Because I believe that one of the keys to counseling others well is being able to counsel ourselves well. Self-counseling is the best training for other-counseling. I am convinced that the best counselors of others are those who have learned how to counsel themselves first of all. I agree with Martyn Lloyd-Jones who said that the secret to the Christian life was to “learn how to preach to yourself.”
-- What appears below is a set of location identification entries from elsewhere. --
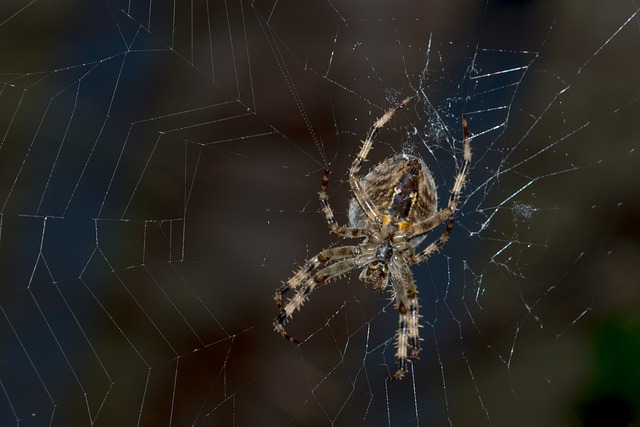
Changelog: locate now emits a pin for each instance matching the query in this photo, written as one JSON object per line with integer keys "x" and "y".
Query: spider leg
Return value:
{"x": 307, "y": 278}
{"x": 328, "y": 214}
{"x": 408, "y": 335}
{"x": 356, "y": 186}
{"x": 454, "y": 199}
{"x": 311, "y": 266}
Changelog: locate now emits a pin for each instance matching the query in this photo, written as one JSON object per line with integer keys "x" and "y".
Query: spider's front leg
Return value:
{"x": 308, "y": 277}
{"x": 454, "y": 199}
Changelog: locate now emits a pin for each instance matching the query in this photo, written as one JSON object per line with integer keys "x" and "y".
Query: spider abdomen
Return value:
{"x": 403, "y": 191}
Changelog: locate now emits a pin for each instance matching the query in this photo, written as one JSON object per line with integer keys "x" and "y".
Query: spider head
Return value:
{"x": 376, "y": 274}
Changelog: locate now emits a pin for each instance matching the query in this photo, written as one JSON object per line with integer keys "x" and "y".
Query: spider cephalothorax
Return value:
{"x": 392, "y": 209}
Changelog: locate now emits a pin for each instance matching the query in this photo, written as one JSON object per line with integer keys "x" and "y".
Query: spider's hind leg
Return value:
{"x": 408, "y": 335}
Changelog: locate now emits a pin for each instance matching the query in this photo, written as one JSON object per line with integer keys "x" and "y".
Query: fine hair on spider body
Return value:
{"x": 393, "y": 208}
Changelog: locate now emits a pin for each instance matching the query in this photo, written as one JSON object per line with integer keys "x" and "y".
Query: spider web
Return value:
{"x": 159, "y": 169}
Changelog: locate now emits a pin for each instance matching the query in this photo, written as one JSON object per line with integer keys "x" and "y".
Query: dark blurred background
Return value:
{"x": 159, "y": 169}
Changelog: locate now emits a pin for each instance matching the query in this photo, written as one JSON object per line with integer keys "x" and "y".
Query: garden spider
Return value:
{"x": 393, "y": 207}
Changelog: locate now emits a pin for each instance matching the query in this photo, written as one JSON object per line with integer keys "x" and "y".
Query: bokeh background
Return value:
{"x": 159, "y": 169}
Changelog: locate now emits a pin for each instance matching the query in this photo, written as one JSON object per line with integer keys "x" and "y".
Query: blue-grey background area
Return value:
{"x": 159, "y": 169}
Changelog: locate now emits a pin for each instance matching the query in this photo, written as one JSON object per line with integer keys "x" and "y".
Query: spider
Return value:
{"x": 392, "y": 209}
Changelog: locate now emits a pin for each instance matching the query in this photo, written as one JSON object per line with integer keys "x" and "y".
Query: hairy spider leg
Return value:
{"x": 328, "y": 213}
{"x": 454, "y": 199}
{"x": 408, "y": 316}
{"x": 295, "y": 303}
Even secular counselors such as Freud understood the necessity of this, apparently devoting the last hour of every day to “understanding himself.” Collins points out:

Freud believed that as a first step in becoming competent, the counselor must develop “insight into the … unconscious layers of his own soul.” To achieve this goal, he recommended that all counselors be analyzed by a trained therapist. While this suggestion has been rejected by most modern psychologists, it is generally agreed that self-understanding is a very desirable counselor characteristic…By knowing about ourselves, we are better able to evaluate and control our own behavior, and we can more fully appreciate the feelings and actions of our counselees. The counselor who has not faced up to the problems of his own life, his own methods of evasion and self deception, his own rationalizations will have little understanding of these devices as they are employed by others.[1]
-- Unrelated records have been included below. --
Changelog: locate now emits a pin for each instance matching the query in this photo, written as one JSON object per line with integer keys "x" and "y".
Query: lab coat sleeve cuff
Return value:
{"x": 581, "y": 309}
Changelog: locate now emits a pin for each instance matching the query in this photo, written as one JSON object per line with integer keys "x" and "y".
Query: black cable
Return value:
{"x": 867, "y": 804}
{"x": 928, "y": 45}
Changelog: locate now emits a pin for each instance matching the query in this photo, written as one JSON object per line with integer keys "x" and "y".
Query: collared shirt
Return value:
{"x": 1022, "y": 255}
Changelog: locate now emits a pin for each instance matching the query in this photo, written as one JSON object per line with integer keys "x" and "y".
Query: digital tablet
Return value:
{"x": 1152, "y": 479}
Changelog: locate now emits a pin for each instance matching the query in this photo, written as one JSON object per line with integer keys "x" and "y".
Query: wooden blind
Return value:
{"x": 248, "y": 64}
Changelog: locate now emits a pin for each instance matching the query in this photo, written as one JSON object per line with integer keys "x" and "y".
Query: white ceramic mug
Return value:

The best counselors understand themselves, their personalities, their hearts, their strengths, their weaknesses, their limitations, their vulnerabilities, etc., and are taking appropriate steps in response. While not infallible, personality tests can assist in this process because at the very least they help raise our awareness of our strengths and weaknesses, whether we are more introverted or extroverted, how we learn, what we value, how we come to decisions, etc. That in turn begins to breed self-knowledge and humility, vital components of any counseling ministry.

They also help us understand the complexity and variety of human nature, especially if we do this personality testing exercise in a group setting and listen to others’ findings and responses. One of the greatest problems I’ve noticed in young (and not-so-young) pastors and counselors is the tendency to think everyone is like oneself, and that what works for one person will work for everyone else. Personality tests reveal the incredible diversity of humanity, even in a class of reformed seminary students, and encourage a more prayerful discernment in listening to counselees’ stories and in responding wisely to their needs and problems.

The most effective counselors I’ve come across are those who are counseling themselves first and most.


[1] G. Collins, Effective Counseling (Carol Stream, Illinois; Creation House 1972), 17.

  • http://www.mceconferences.com/ rallystinson1324

    These type of tests have their own importance in personality development.